If a fantasy book had a bad (Not Happy) ending, would it affect the sales, the Goodreads rating, the overall satisfaction of the readers? Would publishers even publish a fantasy book with a bad ending?

This is an interesting question to be asking!  I’m going to preface this by saying a couple of things.

First, there is a difference between UNHAPPY and UNSATISFYING.  These are two completely different things.  For example: many classic tragedies are entire stories with momentum pushing toward the tragic.  A modern fantasy example would be some of George R. R. Martin’s work, where the books often have tragic endings, with the protagonists losing or dying.  (Granted, his series isn’t done yet, so there’s no way to know yet if the final ending will be tragic or triumphant.)

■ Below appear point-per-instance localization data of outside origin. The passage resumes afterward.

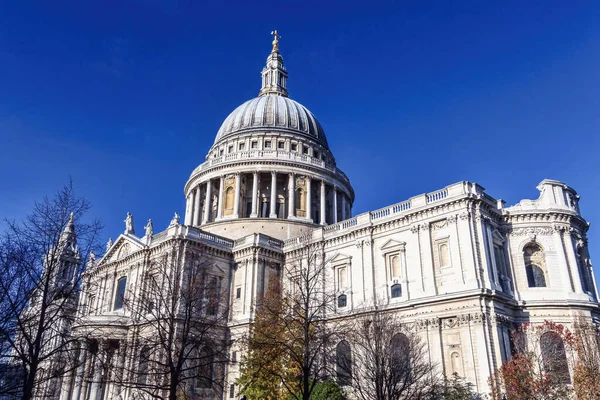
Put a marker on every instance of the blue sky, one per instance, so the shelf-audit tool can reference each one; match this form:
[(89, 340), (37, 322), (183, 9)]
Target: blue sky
[(126, 97)]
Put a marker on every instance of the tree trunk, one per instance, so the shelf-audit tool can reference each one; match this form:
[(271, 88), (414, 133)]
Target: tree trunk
[(29, 383)]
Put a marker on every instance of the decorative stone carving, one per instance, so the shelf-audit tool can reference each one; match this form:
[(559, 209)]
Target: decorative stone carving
[(129, 230), (463, 215), (175, 220), (532, 231), (301, 182), (439, 224), (149, 228)]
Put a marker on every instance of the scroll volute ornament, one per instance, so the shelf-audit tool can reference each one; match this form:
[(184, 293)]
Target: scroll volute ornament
[(301, 182)]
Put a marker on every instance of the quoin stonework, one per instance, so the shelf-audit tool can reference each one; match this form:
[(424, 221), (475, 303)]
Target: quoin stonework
[(458, 264)]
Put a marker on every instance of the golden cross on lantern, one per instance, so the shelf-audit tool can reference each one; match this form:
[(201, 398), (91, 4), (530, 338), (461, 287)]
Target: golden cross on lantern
[(276, 38)]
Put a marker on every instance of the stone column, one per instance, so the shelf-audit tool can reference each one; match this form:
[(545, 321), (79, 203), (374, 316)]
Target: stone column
[(236, 201), (197, 208), (335, 204), (220, 206), (253, 214), (188, 209), (207, 206), (323, 203), (77, 376), (308, 198), (291, 197), (273, 212), (119, 370), (571, 264)]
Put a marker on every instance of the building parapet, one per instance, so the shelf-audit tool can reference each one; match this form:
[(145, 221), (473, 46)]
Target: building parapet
[(266, 155)]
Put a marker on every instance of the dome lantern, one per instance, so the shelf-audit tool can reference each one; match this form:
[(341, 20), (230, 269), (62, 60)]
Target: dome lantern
[(274, 75)]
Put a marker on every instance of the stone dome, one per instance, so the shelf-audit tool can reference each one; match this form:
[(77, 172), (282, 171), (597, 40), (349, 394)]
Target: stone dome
[(272, 112)]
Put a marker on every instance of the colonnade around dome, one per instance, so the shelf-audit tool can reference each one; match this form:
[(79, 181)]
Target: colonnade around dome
[(267, 194)]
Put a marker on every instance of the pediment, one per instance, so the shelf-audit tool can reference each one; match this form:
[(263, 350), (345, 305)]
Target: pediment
[(121, 248), (340, 258), (393, 245)]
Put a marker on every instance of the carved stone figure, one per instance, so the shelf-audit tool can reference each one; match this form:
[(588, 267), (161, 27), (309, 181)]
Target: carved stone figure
[(149, 228), (129, 224), (175, 220)]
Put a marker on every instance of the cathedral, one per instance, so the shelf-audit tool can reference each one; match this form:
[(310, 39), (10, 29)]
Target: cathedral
[(458, 264)]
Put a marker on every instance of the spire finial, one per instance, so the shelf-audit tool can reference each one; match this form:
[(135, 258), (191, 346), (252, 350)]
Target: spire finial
[(276, 38), (274, 75)]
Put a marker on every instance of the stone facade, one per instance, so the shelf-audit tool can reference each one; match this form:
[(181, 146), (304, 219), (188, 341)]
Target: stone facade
[(456, 264)]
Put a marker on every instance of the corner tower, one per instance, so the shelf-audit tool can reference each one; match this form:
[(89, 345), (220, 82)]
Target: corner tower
[(270, 169)]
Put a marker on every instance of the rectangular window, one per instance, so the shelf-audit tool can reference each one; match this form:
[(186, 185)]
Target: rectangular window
[(443, 254), (120, 295), (91, 302), (342, 278)]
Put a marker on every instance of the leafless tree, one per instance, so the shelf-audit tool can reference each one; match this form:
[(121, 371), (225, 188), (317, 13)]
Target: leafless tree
[(390, 361), (180, 311), (41, 260), (303, 333)]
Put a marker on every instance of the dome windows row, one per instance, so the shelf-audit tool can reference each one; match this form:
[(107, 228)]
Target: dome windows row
[(274, 143)]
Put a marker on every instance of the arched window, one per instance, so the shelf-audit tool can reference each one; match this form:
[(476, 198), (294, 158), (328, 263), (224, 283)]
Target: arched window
[(300, 203), (395, 266), (400, 358), (456, 363), (444, 255), (396, 290), (342, 278), (343, 356), (144, 360), (535, 265), (120, 294), (342, 301), (206, 367), (212, 296), (229, 200), (554, 358), (535, 276)]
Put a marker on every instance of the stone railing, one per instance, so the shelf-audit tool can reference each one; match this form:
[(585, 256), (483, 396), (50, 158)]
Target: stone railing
[(210, 238), (435, 196), (388, 213), (267, 155)]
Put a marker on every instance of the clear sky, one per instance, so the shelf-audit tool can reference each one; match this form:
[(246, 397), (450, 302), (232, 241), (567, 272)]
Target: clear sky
[(126, 97)]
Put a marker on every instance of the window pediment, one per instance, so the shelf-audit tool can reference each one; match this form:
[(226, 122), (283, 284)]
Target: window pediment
[(340, 259), (393, 245)]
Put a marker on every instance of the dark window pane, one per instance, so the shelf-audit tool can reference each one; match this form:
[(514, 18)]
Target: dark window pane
[(344, 363), (120, 295)]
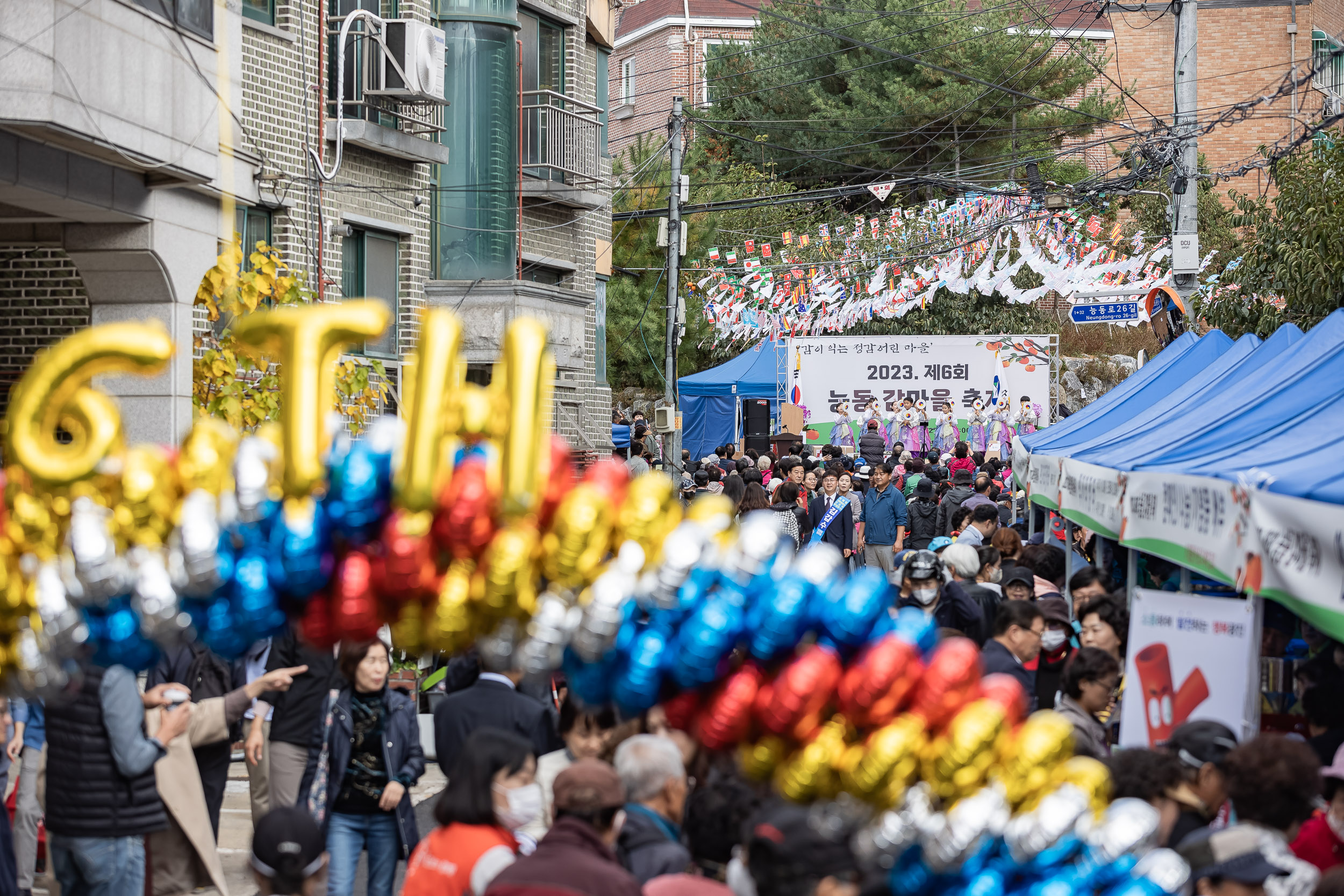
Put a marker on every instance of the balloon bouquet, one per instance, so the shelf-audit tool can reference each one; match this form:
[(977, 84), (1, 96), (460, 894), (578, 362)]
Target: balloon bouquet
[(467, 524)]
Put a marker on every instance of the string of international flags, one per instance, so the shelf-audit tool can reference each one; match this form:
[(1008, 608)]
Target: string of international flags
[(883, 267)]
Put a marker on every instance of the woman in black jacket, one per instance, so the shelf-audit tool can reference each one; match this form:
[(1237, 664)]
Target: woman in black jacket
[(374, 758), (924, 516)]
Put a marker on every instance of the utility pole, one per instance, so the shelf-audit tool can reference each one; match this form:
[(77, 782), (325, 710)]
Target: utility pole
[(1186, 178), (673, 441)]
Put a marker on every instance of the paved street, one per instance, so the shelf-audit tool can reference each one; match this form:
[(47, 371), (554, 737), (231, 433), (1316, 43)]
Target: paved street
[(235, 828)]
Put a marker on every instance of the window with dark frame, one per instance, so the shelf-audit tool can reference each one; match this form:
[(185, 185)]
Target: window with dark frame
[(260, 11), (370, 270), (197, 17)]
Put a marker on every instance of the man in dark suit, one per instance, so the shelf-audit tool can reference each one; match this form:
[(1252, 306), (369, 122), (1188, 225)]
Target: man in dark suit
[(494, 701), (840, 528)]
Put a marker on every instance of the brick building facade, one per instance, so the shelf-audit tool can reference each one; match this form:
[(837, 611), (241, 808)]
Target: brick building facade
[(115, 194), (1245, 49)]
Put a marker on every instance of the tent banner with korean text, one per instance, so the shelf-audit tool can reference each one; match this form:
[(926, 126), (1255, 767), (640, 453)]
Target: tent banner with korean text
[(1042, 480), (1199, 523), (1190, 658), (1090, 496), (826, 371), (1302, 553)]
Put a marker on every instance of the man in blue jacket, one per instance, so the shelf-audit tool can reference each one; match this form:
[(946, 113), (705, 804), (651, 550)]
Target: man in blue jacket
[(30, 736)]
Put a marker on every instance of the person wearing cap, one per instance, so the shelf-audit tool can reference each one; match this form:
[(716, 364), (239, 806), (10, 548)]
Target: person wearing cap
[(1090, 677), (577, 855), (923, 512), (186, 856), (952, 501), (873, 448), (924, 585), (1202, 746), (289, 854), (1019, 585), (1229, 863), (980, 527), (1055, 649), (1018, 629), (491, 793), (788, 855), (882, 523), (654, 774), (1321, 838)]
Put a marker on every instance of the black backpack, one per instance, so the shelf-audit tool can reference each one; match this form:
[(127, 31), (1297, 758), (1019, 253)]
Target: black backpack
[(209, 675)]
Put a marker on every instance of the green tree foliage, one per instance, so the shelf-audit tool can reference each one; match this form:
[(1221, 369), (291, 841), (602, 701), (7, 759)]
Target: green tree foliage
[(1293, 256), (1217, 226), (824, 106), (636, 299)]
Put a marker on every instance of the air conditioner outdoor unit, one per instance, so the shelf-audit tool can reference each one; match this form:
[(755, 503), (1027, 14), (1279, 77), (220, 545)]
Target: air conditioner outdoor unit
[(420, 53)]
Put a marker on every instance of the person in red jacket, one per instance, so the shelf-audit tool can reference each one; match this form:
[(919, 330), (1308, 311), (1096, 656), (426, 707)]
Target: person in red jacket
[(1321, 838), (576, 856)]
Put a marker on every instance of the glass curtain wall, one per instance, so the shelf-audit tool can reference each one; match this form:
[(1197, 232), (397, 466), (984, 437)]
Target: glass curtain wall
[(476, 200)]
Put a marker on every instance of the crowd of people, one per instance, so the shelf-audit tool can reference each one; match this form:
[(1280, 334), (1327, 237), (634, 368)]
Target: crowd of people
[(545, 795)]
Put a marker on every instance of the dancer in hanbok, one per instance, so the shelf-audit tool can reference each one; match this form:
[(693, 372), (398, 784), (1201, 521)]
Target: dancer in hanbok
[(842, 433), (912, 426), (945, 434), (1000, 426), (976, 432), (1028, 415)]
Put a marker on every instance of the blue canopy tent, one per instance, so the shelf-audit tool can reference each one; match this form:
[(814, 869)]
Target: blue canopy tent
[(710, 399), (1264, 415)]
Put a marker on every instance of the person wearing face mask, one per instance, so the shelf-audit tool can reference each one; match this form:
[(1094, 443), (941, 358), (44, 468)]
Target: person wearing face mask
[(1019, 626), (655, 779), (1321, 838), (491, 793), (1089, 680), (1202, 746), (585, 735), (1055, 649), (374, 758), (924, 585), (576, 856)]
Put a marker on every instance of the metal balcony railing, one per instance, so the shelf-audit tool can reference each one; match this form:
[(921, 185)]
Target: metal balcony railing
[(364, 71), (561, 138)]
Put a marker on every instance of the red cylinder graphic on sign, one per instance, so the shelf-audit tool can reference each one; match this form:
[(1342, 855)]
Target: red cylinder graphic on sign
[(1192, 692), (1164, 709), (1155, 680)]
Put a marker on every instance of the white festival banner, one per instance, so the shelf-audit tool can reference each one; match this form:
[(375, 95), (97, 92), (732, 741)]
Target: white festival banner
[(1199, 523), (1190, 657), (1302, 556), (1092, 496)]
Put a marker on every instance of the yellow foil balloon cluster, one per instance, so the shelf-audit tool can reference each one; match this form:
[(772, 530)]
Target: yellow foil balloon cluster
[(980, 746), (459, 523)]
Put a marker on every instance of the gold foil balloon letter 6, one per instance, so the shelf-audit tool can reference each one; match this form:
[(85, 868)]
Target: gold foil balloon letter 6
[(55, 393)]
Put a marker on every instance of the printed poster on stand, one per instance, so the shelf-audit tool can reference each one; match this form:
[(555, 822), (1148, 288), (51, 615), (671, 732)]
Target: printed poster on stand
[(1190, 657)]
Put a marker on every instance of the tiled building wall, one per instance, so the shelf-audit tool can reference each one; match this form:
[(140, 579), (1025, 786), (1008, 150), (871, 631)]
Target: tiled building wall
[(42, 300), (283, 87)]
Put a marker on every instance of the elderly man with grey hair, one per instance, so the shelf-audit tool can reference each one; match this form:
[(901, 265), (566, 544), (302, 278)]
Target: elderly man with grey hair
[(655, 781)]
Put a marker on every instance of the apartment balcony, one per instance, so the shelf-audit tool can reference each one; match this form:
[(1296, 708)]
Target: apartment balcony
[(561, 147), (374, 119)]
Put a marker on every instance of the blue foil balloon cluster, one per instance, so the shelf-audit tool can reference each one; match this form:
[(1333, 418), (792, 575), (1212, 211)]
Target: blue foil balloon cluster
[(232, 564), (1057, 849), (678, 626)]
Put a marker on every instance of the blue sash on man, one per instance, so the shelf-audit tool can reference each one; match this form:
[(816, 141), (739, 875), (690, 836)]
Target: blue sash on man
[(837, 510)]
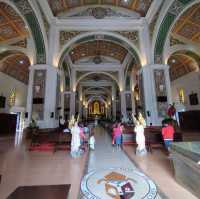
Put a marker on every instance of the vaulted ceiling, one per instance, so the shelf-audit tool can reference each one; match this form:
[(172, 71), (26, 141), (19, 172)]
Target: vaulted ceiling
[(11, 24), (188, 25), (98, 48), (181, 65), (16, 65), (140, 6)]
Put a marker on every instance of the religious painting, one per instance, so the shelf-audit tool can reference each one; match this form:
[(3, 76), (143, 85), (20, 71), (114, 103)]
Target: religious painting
[(193, 99), (39, 82)]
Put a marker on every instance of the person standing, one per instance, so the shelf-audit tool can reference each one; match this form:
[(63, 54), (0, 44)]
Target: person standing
[(118, 135), (168, 135), (140, 138), (92, 141), (76, 141)]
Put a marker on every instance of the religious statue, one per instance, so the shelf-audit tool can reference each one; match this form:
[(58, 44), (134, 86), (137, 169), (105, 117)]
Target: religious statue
[(76, 141), (140, 124), (71, 122)]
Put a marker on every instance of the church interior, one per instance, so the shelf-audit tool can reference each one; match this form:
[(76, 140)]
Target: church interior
[(96, 63)]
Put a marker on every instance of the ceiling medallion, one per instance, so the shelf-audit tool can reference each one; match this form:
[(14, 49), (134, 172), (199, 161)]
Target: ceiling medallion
[(99, 12), (97, 60)]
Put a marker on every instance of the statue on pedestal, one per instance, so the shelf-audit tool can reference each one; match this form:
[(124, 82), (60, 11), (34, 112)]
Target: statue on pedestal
[(140, 124)]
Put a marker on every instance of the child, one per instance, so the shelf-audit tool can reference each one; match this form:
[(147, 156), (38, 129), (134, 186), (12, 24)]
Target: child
[(168, 135), (92, 141), (118, 135), (140, 138)]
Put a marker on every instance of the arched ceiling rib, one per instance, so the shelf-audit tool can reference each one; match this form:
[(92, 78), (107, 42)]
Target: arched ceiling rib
[(98, 48), (12, 25), (16, 65), (181, 65), (139, 6), (187, 26)]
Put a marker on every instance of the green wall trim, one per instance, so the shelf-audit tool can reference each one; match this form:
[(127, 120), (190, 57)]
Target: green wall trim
[(172, 14), (26, 10)]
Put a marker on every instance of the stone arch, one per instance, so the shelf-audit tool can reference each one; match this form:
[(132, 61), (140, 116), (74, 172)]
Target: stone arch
[(97, 97), (186, 50), (174, 11), (25, 10), (17, 49), (113, 37), (96, 72)]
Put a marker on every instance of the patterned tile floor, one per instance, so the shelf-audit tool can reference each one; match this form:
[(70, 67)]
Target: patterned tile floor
[(116, 170)]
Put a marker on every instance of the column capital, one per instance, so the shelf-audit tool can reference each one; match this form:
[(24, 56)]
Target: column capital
[(43, 67)]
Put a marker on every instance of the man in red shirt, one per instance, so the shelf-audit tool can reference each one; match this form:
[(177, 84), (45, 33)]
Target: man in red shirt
[(168, 135)]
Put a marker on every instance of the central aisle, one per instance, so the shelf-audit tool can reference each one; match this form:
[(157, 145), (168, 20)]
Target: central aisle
[(105, 155), (106, 162)]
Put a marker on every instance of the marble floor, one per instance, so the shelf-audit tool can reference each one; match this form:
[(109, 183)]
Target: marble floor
[(20, 167), (105, 160)]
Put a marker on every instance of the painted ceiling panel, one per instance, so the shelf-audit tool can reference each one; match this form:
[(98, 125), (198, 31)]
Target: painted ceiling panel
[(98, 48), (140, 6), (11, 24), (181, 65), (16, 66), (188, 25)]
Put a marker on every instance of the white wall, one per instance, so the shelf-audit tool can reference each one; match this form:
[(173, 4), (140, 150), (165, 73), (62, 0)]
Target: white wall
[(8, 83), (189, 83)]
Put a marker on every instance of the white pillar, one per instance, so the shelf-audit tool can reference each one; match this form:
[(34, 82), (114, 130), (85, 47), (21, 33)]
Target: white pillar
[(123, 103), (151, 95), (49, 97), (145, 47), (122, 94), (113, 102), (72, 103), (53, 46), (80, 102), (62, 104)]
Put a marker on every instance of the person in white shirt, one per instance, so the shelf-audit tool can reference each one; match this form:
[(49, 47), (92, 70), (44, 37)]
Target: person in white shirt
[(92, 141)]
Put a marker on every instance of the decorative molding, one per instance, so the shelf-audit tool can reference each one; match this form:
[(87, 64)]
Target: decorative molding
[(28, 13), (21, 43), (100, 13), (175, 41), (175, 9), (132, 36), (65, 36), (39, 84), (45, 21)]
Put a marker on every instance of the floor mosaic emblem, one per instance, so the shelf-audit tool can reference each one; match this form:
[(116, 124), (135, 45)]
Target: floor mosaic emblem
[(117, 183)]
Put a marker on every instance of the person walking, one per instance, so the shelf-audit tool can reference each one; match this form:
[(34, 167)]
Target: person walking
[(168, 135)]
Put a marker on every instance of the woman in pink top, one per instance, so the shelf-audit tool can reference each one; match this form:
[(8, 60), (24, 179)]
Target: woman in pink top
[(118, 135)]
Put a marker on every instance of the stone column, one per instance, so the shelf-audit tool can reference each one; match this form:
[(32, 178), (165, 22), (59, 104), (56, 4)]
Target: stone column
[(113, 102), (157, 92), (122, 93), (80, 102), (123, 103), (73, 93), (41, 98), (72, 103)]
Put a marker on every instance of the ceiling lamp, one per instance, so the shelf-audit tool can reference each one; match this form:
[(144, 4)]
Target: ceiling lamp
[(97, 59), (173, 61)]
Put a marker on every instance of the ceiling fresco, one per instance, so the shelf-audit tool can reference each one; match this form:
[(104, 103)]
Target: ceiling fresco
[(188, 25), (181, 65), (11, 24), (98, 48), (139, 6), (16, 65)]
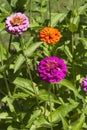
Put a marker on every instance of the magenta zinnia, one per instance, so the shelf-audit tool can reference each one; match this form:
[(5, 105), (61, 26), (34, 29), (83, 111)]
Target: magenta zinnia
[(16, 23), (84, 84), (52, 69)]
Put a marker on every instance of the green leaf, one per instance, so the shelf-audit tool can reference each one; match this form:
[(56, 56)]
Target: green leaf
[(2, 26), (20, 5), (84, 42), (24, 84), (20, 95), (32, 48), (19, 61), (64, 122), (57, 17), (69, 85), (68, 53), (33, 117), (63, 110), (82, 9), (44, 96), (4, 115), (16, 46), (9, 102), (77, 125), (42, 122)]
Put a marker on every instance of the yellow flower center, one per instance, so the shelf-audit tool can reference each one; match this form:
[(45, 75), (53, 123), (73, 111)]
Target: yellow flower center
[(16, 20)]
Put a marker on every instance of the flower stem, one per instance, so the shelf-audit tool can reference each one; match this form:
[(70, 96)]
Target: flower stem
[(50, 11), (73, 67), (4, 74), (28, 70), (9, 45), (49, 96), (30, 11)]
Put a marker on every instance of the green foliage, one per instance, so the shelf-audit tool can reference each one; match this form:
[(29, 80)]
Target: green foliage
[(26, 102)]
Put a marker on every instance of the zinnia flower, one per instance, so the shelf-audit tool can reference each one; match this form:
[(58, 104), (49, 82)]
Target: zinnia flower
[(84, 84), (52, 69), (50, 35), (16, 23)]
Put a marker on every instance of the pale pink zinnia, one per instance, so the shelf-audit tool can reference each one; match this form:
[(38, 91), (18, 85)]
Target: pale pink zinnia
[(16, 23)]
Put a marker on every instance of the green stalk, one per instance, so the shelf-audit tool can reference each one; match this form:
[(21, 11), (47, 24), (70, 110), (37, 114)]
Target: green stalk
[(49, 4), (30, 11), (9, 45), (28, 69), (49, 95), (73, 67), (4, 74)]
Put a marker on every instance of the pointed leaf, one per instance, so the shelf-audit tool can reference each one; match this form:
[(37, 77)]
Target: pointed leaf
[(77, 125), (19, 61), (63, 110), (24, 84), (69, 85), (32, 48)]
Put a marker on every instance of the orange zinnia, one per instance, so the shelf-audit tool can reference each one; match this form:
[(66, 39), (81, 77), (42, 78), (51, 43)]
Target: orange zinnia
[(50, 35)]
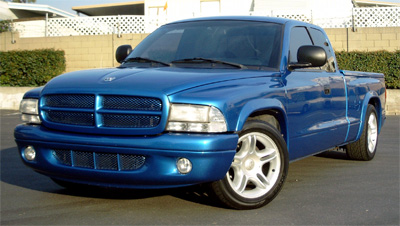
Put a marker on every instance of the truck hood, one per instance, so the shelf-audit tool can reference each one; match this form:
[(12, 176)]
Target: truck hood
[(143, 81)]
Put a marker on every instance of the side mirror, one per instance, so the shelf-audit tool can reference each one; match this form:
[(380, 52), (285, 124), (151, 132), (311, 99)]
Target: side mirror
[(122, 52), (310, 56)]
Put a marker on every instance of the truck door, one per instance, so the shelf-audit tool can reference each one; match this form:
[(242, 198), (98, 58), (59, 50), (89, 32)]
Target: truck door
[(316, 100)]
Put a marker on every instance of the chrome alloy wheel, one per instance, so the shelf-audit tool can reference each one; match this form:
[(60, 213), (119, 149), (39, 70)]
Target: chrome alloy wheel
[(256, 166), (372, 133)]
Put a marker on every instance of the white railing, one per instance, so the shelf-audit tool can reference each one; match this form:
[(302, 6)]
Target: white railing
[(101, 25), (358, 17)]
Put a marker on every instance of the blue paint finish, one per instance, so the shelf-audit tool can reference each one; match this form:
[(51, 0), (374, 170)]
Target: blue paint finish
[(317, 110)]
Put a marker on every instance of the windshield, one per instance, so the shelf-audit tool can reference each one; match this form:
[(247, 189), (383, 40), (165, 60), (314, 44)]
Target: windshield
[(253, 44)]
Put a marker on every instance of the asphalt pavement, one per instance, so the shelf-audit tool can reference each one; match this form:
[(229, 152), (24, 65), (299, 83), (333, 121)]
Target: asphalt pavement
[(327, 189)]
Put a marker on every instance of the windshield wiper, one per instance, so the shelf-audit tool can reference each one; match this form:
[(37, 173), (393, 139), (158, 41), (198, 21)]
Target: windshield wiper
[(202, 60), (145, 60)]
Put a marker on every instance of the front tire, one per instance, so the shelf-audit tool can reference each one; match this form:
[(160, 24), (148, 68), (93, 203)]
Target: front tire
[(365, 147), (258, 170)]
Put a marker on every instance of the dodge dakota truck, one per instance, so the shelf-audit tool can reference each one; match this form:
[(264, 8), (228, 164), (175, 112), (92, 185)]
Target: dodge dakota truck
[(225, 102)]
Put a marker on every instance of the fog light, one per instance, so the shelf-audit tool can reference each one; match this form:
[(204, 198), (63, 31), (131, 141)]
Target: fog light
[(184, 165), (29, 153)]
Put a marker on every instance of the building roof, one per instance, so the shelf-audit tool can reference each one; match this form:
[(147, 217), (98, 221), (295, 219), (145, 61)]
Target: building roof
[(125, 8), (23, 10), (371, 3)]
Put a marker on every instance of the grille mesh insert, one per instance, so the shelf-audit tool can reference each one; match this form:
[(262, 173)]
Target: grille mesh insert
[(131, 103), (69, 101), (103, 111), (99, 161), (129, 121), (71, 118)]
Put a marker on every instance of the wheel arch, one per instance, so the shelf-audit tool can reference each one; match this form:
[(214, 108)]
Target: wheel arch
[(264, 107), (373, 99)]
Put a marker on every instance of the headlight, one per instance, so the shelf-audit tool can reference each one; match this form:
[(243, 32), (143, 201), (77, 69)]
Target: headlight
[(30, 111), (196, 118)]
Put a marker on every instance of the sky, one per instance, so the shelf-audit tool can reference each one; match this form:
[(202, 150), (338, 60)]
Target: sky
[(66, 5)]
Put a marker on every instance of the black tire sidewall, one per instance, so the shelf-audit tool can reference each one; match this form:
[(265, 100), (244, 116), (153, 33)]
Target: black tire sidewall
[(370, 110)]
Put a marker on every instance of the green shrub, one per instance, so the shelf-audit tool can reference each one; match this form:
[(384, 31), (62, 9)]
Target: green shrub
[(30, 67), (4, 26), (384, 62)]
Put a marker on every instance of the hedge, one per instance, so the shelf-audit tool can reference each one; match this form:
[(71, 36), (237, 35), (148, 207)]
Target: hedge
[(30, 67), (384, 62)]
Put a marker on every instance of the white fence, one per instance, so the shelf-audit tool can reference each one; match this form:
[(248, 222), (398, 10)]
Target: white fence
[(358, 17)]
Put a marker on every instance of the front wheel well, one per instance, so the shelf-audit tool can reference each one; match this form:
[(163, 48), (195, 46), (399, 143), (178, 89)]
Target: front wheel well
[(274, 117)]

These books are still satisfying, however.  The tone of these stories implies that tragic events will occur–and sadness is a powerful emotions.  Stories exist, in part, to explore emotion.  If the story is built well, and handled expertly, the reader will be SATISFIED with the ending even if it’s tragic.  You will feel, “This is where the story was supposed to go.  Even if I don’t like what happened, it’s beautiful in its tragic nature.”

Many long form stories also tend to have a balanced bittersweet ending. Some things are accomplished, some things are lost.  As one might say on Roshar, it’s not about the last page–it’s about whether the journey there was worthwhile.

In response to your question, then, my instinct says that the sadness of the ending doesn’t have a direct correlation with sales, goodreads rating, etc.  Quality and deft handling of the material will certainly affect these things–but not specifically if the ending is happy or not. Publishers would certainly publish one with a sad ending.  Note that if you take the bodies of work by some creators (including both Shakespeare and Star Wars) the most popular and most successful installments WERE the ones with the sad endings.

(Note that I DO think certain readers are going to dislike an ending that is sad, while others are going to dislike an ending that is too neat and happy.  Individuals certainly will have opinions.  I just think the balance, at the end, will probably be around the same.)

That said, you do focus on a “Bad” ending, equating it with sad.  So in the interest of discussion, I’ll call this a sad ending to an otherwise upbeat book–a twist of tone that happens right at the end, unexpectedly, leaving the reader frustrated.  This would be an ending that completely defies genre conventions.  The heroic adventure story where the hero unexpectedly dies at the end, or the Jane Austen style romance that ends with the love interest running off with some other woman.

There would be a subset of people who would just love this, but I think if the book doesn’t give the proper tone promises at the start, it would create a less commercially viable work.  I don’t think this is a reason not to try something like that as a writer, but I do think it might have more trouble finding an audience.